I would need help with this question:
$$Z = \frac{(1+j2)^2(4-j3)^3 }{ (3+j4)^4 (2-j3)}$$
My starting point for this question is to expand the complex numbers first then continue doing but after expanding I am stuck.
Am I on the right track? Kindly help :D.
HINT:
For modulus use $\left|\dfrac{a^mb^n}{c^pd^q}\right|=\dfrac{|a|^m|b|^n}{|c|^p|d|^q}$ where $m,n,p,q$ are real
For the principal argument($\in(-\pi,\pi]$) (definition),
$$A=2\arctan\dfrac21+3\arctan\dfrac{-3}4-4\arctan\dfrac43-\arctan\dfrac{-3}2$$
using showing $\arctan(\frac{2}{3}) = \frac{1}{2} \arctan(\frac{12}{5})$ and Are $\mathrm{arccot}(x)$ and $\arctan(1/x)$ the same function?
$2\arctan2=\pi+\arctan\dfrac{2\cdot2}{1-2^2}=\pi-\arctan\dfrac43$
$$\implies A=\pi-3\arctan\dfrac34-3\arctan\dfrac43+\arctan\dfrac32$$
$$=\pi-3\left(\text{arccot}\dfrac43+\arctan\dfrac43\right)+\arctan\dfrac32$$
$$=\pi-3\cdot\dfrac\pi2+\dfrac\pi2-\arctan\dfrac23$$
$$\equiv-\arctan\dfrac23\pmod{2\pi}$$
Since $-j(3+j4)=4-j3$, it reduces to $$Z=\frac{(1+j2)^2(4-j3)^3}{(3+j4)^4(2-j3)}=\frac{(1+j2)^2}{(2-j3)(3+j4)}\cdot\left(\frac{4-j3}{3+j4}\right)^3=\frac{(1+j2)^2}{(2-j3)(3+j4)}\cdot(-j)^3$$ Expanding numerator and denominator separately gives $$Z=\frac{-4-3j}{18-j}$$ Now multiplying it by $\frac{18+j}{18+j}$ gives $$Z=\frac{-4-3j}{18-j}\cdot\frac{18+j}{18+j}=\frac{-4\times 18+3+(-4-3\times 18)j}{18^2+1}=\frac{-69-58j}{325}$$ I'm sure you can continue from here.

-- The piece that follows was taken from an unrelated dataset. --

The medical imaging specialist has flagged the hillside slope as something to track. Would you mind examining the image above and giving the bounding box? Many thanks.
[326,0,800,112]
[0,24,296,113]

Generally, after expanding the above you get something that looks like:
$$ Z =\frac{a+bj}{x+yj}$$
You can simplify this by rationalising the denominator:
$$Z= \frac{a+bj}{x+yj} \times\frac{x-yj}{x-yj} $$
This will now give you a complex number of the form: $p+qj$
Modulus(Z) $ = \sqrt{p^2 + q^2}$
$\arg(Z) = \arctan \left(\frac{q}{p}\right)$
There are some very good tricks in the other answers so you can take advantage of them.